JEP dejó en libertad condicional a reclutadora de “falsos positivos” en Catatumbo

La decisión de la Sala De Definición de Situación Jurídica de esta justicia transicional nacida del Acuerdo de Paz se sustenta en el plan de aporte a la verdad de María Eugenia Ballena y las versiones entregadas en el caso 03: ejecuciones extrajudiciales y desapariciones presentadas como bajas en combate por agentes del Estado colombiano.
JEP dejó en libertad condicional a reclutadora de “falsos positivos” en Catatumbo
imagen de referencia./ Archivo particular.
imagen de referencia./ Archivo particular.

La Jurisdicción Especial para la Paz acaba de otorgarle la libertad condicional a María Eugenia Ballena Mejía, una mujer reseñada por las autoridades como reclutadora de personas que posteriormente fueron ejecutadas extrajudicialmente por el Ejército y presentadas como bajas en combate, crímenes comúnmente conocidos como ‘”falsos positivos”. La civil, a cambio de dinero, les habría informado a los militares del Batallón Contraguerrilla No. 98 de Norte de Santander sobre las posibles víctimas que podían presentar como miembros de grupos al margen de la ley que murieron en enfrentamientos con la fuerza pública.

(En contexto: Falsos positivos en la JEP: 78% de las víctimas en el gobierno Uribe)

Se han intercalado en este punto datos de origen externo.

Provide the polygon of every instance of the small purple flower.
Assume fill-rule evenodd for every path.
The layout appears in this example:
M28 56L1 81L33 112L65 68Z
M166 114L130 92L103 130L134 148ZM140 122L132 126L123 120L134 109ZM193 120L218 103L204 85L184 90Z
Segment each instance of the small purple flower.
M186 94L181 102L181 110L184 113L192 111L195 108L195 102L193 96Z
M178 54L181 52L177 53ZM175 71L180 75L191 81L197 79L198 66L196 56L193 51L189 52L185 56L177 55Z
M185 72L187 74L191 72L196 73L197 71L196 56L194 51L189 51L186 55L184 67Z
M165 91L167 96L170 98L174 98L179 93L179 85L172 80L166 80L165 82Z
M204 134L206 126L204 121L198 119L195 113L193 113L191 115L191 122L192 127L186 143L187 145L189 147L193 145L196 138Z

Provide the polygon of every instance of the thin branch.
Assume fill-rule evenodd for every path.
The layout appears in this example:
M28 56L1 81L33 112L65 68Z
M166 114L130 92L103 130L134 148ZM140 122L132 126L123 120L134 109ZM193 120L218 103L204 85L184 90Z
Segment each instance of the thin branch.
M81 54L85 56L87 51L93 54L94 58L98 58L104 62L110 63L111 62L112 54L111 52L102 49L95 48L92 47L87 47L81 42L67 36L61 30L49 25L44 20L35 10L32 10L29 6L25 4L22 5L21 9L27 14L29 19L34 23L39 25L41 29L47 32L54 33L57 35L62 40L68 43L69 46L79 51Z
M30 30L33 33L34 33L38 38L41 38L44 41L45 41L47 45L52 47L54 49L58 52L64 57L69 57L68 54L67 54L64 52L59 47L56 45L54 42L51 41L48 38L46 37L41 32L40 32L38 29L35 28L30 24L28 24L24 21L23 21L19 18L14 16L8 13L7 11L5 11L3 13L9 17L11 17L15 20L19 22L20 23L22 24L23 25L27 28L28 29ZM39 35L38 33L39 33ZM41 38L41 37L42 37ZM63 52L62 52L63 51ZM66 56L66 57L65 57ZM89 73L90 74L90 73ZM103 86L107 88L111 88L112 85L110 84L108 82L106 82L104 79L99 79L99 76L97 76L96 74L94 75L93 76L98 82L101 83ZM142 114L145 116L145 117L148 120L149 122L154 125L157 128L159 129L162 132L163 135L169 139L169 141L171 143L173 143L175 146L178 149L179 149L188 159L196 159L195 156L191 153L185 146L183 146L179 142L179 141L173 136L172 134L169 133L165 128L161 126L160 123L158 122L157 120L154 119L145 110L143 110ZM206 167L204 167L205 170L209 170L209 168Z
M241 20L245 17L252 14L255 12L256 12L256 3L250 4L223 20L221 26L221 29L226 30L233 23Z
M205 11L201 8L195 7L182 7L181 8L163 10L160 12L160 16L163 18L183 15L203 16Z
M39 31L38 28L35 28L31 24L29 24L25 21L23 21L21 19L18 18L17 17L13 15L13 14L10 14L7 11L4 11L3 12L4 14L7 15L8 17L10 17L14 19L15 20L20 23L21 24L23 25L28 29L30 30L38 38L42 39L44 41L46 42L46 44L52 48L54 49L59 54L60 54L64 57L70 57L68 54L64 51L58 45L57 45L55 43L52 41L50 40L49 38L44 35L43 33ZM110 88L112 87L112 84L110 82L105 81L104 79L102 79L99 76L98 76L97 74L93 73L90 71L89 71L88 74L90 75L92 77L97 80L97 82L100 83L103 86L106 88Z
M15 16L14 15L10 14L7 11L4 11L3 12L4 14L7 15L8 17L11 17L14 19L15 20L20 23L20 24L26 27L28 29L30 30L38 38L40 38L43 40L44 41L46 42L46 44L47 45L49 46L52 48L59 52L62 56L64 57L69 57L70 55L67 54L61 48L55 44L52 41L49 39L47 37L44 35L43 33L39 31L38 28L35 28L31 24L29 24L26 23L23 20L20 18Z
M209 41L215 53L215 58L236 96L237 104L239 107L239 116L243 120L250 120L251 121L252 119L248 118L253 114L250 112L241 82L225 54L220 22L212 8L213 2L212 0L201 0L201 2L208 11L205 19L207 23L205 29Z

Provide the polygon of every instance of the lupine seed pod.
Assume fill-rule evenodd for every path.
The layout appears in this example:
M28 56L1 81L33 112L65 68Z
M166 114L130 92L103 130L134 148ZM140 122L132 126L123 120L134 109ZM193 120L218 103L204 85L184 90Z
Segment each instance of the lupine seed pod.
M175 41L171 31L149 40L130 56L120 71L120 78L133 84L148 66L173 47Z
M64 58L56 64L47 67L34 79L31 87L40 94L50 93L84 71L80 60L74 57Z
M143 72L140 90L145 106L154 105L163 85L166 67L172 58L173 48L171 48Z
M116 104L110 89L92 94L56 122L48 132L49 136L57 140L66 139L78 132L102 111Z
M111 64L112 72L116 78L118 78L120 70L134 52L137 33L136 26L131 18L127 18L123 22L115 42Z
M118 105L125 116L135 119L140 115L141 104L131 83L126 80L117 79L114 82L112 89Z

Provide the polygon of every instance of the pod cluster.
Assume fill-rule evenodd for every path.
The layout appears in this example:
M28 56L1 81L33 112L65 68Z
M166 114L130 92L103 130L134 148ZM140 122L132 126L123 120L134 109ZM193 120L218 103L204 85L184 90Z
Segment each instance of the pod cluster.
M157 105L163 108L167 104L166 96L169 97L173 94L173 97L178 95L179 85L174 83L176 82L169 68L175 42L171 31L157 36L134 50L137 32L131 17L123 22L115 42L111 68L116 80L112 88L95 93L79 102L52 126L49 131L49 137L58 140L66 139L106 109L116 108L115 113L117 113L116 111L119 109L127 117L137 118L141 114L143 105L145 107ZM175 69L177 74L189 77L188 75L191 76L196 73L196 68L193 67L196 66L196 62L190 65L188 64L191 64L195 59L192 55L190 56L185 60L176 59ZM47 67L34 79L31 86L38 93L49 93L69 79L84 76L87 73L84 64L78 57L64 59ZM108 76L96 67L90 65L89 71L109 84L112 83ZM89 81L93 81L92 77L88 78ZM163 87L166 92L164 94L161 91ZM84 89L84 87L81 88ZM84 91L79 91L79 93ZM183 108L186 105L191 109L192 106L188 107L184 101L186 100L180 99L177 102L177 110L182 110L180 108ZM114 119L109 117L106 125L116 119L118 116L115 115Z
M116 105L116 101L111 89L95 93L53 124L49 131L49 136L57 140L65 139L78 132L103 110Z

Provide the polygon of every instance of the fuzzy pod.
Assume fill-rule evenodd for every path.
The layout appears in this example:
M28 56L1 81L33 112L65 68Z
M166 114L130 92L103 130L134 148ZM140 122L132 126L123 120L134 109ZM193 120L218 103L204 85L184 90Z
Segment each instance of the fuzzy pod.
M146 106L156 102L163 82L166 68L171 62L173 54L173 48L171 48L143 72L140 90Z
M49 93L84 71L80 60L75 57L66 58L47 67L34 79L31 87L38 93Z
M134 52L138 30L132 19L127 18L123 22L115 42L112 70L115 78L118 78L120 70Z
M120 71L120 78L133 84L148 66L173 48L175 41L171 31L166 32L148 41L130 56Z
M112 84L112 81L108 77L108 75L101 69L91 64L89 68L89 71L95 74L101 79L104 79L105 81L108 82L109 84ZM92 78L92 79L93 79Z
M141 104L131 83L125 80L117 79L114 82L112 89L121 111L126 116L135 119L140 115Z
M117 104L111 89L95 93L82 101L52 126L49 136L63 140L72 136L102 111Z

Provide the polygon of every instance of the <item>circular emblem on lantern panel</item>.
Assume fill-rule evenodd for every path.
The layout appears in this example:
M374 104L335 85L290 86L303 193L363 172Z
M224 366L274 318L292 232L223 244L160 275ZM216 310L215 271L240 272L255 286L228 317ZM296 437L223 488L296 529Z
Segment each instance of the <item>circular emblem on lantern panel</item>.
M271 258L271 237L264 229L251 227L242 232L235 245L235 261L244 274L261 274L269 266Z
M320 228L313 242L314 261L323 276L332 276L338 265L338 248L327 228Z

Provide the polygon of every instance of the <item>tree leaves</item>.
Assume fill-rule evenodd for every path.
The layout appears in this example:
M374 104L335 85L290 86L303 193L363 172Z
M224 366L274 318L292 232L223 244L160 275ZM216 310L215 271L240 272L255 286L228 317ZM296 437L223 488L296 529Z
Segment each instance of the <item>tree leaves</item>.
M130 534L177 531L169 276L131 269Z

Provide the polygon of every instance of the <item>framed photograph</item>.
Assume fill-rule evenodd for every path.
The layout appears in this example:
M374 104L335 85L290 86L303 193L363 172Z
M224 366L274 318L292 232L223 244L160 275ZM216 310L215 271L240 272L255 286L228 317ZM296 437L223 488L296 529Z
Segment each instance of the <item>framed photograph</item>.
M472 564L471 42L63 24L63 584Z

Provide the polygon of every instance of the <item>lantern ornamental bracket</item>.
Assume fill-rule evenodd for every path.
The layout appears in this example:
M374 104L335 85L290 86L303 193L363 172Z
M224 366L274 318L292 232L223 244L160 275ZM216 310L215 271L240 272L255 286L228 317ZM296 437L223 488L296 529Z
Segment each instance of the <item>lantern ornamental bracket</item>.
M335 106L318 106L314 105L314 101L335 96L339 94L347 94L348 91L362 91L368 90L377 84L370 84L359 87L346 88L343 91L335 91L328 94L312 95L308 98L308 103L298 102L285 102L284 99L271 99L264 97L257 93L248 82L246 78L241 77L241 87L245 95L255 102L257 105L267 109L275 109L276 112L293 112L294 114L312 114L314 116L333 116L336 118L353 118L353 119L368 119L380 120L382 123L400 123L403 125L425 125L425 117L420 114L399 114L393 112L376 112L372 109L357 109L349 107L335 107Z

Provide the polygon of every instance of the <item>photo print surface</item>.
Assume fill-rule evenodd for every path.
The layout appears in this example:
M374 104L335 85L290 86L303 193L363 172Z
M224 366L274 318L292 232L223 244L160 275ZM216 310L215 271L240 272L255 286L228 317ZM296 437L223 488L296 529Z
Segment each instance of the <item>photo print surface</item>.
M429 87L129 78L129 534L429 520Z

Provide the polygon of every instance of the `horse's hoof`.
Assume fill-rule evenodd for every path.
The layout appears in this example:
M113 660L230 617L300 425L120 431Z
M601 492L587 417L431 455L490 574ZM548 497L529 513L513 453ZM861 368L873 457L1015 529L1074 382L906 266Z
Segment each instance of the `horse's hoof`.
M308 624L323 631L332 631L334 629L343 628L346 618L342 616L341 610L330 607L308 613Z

La Sala de Definición de Situaciones Jurídicas, después de analizar el plan de aporte a la verdad de Ballena Mejía, que se sometió a la JEP en calidad de tercera civil, y tras analizar los aportes a la verdad entregados en las versiones que ha rendido dentro del Caso 03: asesinatos y desapariciones forzadas presentados como bajas en combate por agentes del Estado. La JEP informó que la mujer estaba presa en la cárcel metropolitana de Cúcuta, condenada dentro de seis procesos penales por los delitos de homicidio agravado, homicidio agravado, fraude procesal y concierto para delinquir, por hechos ocurridos entre 2007 y 2009.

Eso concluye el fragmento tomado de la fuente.